Sounds like adding some dry yeast will be the easiest, but even if you do that, do you really want to pitch the cake into a barleywine? It doesn't sound like you have a very healthy culture of Pacman at this point and underpitching isn't going to help. Barleywines need a bunch of yeast at optimum performance.
 
Two questions:

1) Are you sure the yeast was fermenting during your four starters?

2) Are you sure the yeast isn't fermenting now?

If the answer is yes to both, you might just have a very slow start due to extreme underpitching. I'd give it another day or two, and then repitch. You can buy Pacman from Wyeast (Brewmaster's Warehouse stocks it), or Nottingham would be a good option too. Culturing pacman from Dead Guy bottles is notoriously hard.
 
Two questions:

1) Are you sure the yeast was fermenting during your four starters?

2) Are you sure the yeast isn't fermenting now?

If the answer is yes to both, you might just have a very slow start due to extreme underpitching. I'd give it another day or two, and then repitch. You can buy Pacman from Wyeast (Brewmaster's Warehouse stocks it), or Nottingham would be a good option too. Culturing pacman from Dead Guy bottles is notoriously hard.

1. It was fermenting, but I'm think maybe my wort was too weak to get good growth. For whatever reason I went with a metric formula that I may have bungled. I'll have to recheck it. So, basically yeah it grew, but not much evidently.

2. Not sure, but if it is its the slowest I've ever experienced, but the low temps for the first 24 hours might have slowed the initial action.

I figured if I got a good ferment then I would have a good yeast cake for a barleywine, and its a lot easier than making a huge starter.

Guess I'll wait out another 24 hours and in the meantime see if I can find some pacman locally. Its a seasonal release so I was surprised to see it at Brewmasters Warehouse, wondering if its a year old?
 
1. It was fermenting, but I'm think maybe my wort was too weak to get good growth. For whatever reason I went with a metric formula that I may have bungled. I'll have to recheck it. So, basically yeah it grew, but not much evidently.

2. Not sure, but if it is its the slowest I've ever experienced, but the low temps for the first 24 hours might have slowed the initial action.

I figured if I got a good ferment then I would have a good yeast cake for a barleywine, and its a lot easier than making a huge starter.

Guess I'll wait out another 24 hours and in the meantime see if I can find some pacman locally.

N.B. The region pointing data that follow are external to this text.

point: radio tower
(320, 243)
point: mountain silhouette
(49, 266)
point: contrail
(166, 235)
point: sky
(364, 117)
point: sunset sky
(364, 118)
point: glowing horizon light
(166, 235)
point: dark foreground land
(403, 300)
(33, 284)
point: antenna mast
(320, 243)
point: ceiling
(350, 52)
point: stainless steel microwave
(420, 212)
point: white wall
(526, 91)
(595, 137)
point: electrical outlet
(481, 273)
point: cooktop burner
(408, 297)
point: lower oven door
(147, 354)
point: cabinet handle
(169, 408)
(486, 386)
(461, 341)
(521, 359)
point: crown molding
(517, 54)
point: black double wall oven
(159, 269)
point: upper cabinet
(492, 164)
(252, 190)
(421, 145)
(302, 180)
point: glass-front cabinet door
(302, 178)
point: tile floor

Its a seasonal release so I was surprised to see it at Brewmasters Warehouse, wondering if its a year old?

To get something roughly 1.040, 1 gram of dme to 10 grams(/mL) of water. That said, culturing from dregs requires a rather different procedure. I've had best results starting in 50mL of 1.020 wort, and then stepping up by a factor of 5 in 1.040.

The only way you'll know if it is actually fermenting is by taking a hydrometer reading. Krausen doesn't mean much, especially when pitching rates are suspect. That said, for a significant under-pitch 4-5 days isn't unheard of, especially if it spent some of that time below 60ºF.

I'm with kanzimonson regarding the yeast cake. I'm skeptical about pitching onto yeast cakes even in the best of circumstances, and these aren't the best of circumstances.

All that aside, if your sanitation was okay I bet you'll get some good beer out of this.
 
That's the formula I used, maybe I wasn't using my scale correctly. It was stepped it up from around 400 ml to 800 ml and eventually it pitched about 2 qts. slurry after cooling and pour off excess beer.

I have had good success pitching directly on old yeast cakes, provided you go from lighter to stronger beer and not the reverse. May not do it to with this one however, guess it will depend on the final taste of product.